The Atlantic

In Our House, Dr. Seuss Was Contraband

My mother went to enormous lengths to protect her family from negative stereotypes of Black people.
Source: Universal History Archive / Universal Images Group / Getty

My mother had a ban on pork, and I thought she was mad that I broke it. One afternoon four decades ago, when I was about 8, I walked into my family’s house after playing outside and saw my mother sitting in the yellow recliner with a book in her lap. She had found the copy of Dr. Seuss’s Green Eggs and Ham.

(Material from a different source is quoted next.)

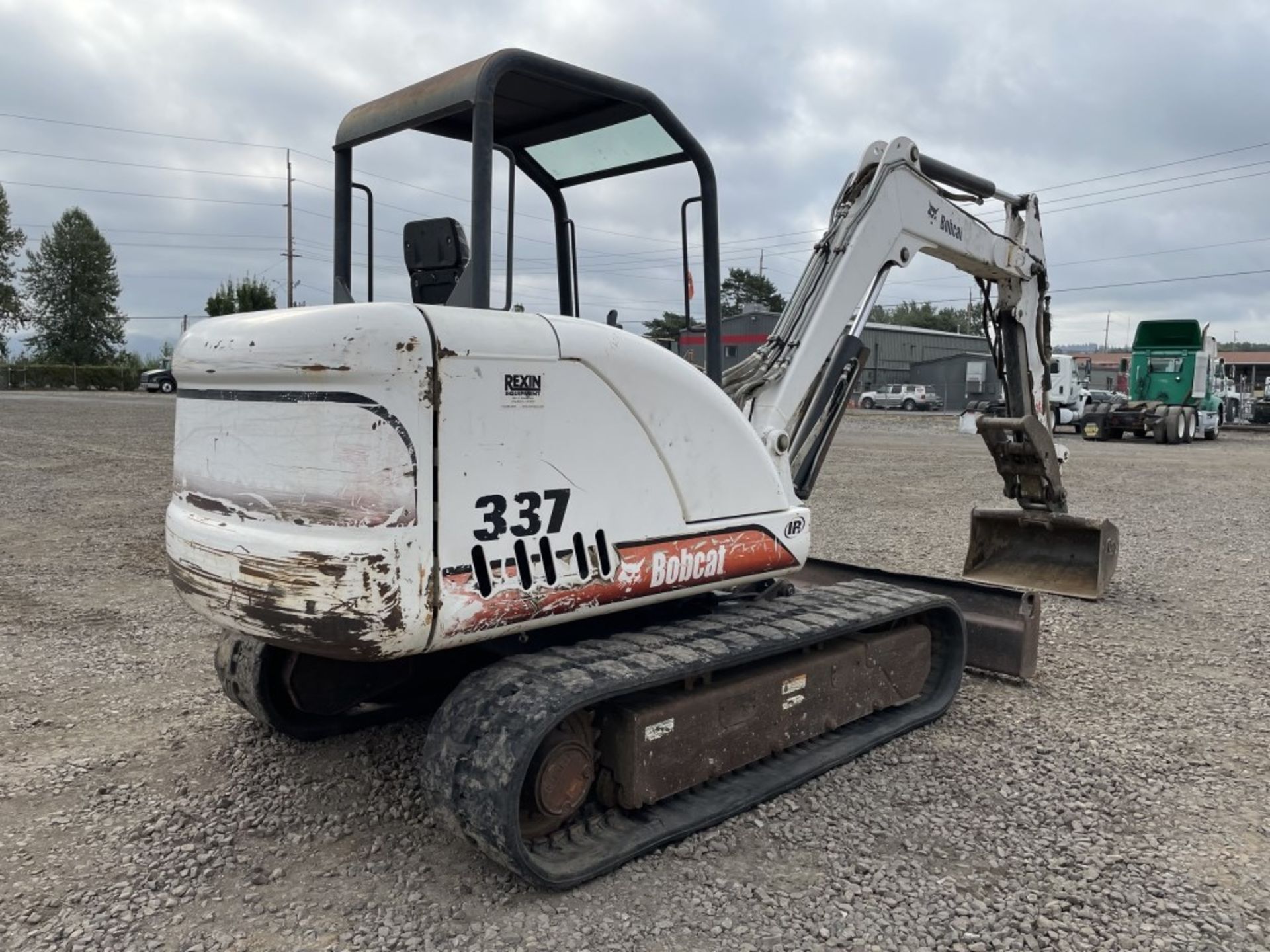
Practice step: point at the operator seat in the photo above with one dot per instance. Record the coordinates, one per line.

I knew that I was in trouble, because normally no one sat in the canary-colored La-Z-Boy, a throne reserved for my grandmother. Another member of the family occupying it automatically meant that something very serious had happened­. Seeing the book she was holding, I briefly assumed that its subject was the problem; consuming unclean swine meats was a sin in our church.

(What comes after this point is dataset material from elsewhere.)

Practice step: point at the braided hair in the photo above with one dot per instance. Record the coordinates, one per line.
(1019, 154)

But the real issue, I soon learned, was that Dr. Seuss was on our: Some of his works portrayed nonwhite people in a racist way. My mother went to what I now realize were enormous lengths to shield us from negative images of Black people, a seemingly impossible task for someone raising children in 1970s and ’80s South Carolina. The intensity of her displeasure over a Dr. Seuss book being in her home—and not even one of the objectionable titles—speaks to how much labor her plan required.